Questo è quanto ribadito dalla Corte di Cassazione nell’ordinanza n. 19410 del 20 luglio scorso.
Nel caso di specie l’Amministrazione Finanziaria contestava ad un tennista professionista (Davide Sanguinetti), la residenza fiscale tramite l’applicazione del sopra citato art. 2, comma 2-bis del T.U.I.R. e provvedeva al contempo al recupero a tassazione dei redditi sulla base del worldwide principle.
Nel ricorso alla Corte lo sportivo ricordava tuttavia di aver fornito, nei differenti gradi del giudizio, una serie di elementi atti a comprovare l’effettiva residenza a Montecarlo (i.e. pagamento del canone di locazione, fatture di utenze elettriche, rilascio di carta di credito da parte di istituto monegasco, certificazione degli allenamenti sostenuti in loco, biglietti aerei), puntualmente ignorati dai giudici tributari.
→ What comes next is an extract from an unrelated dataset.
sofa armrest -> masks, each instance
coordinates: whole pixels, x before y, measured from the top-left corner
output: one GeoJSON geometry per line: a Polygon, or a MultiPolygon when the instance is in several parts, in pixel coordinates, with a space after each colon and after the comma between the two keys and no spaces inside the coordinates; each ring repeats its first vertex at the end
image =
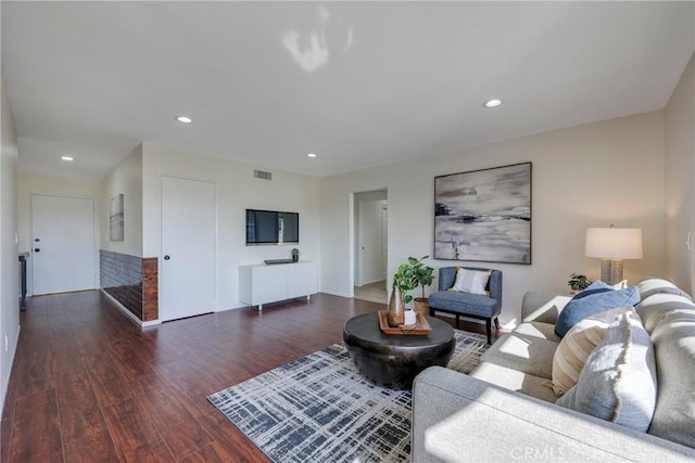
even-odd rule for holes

Ebbene, la Suprema Corte accogliendo il ricorso del contribuente parrebbe affermare che l’operato della Commissione Regionale fosse viziato da un mancato nonché insufficiente esame dei punti decisivi della controversia.
La sentenza si inserisce nell’ambito di un orientamento giurisprudenziale già condiviso e rappresenta l’ulteriore conferma di come i legami personali e professionali di un soggetto rappresentino uno degli elementi indiziari principali per la determinazione della residenza fiscale.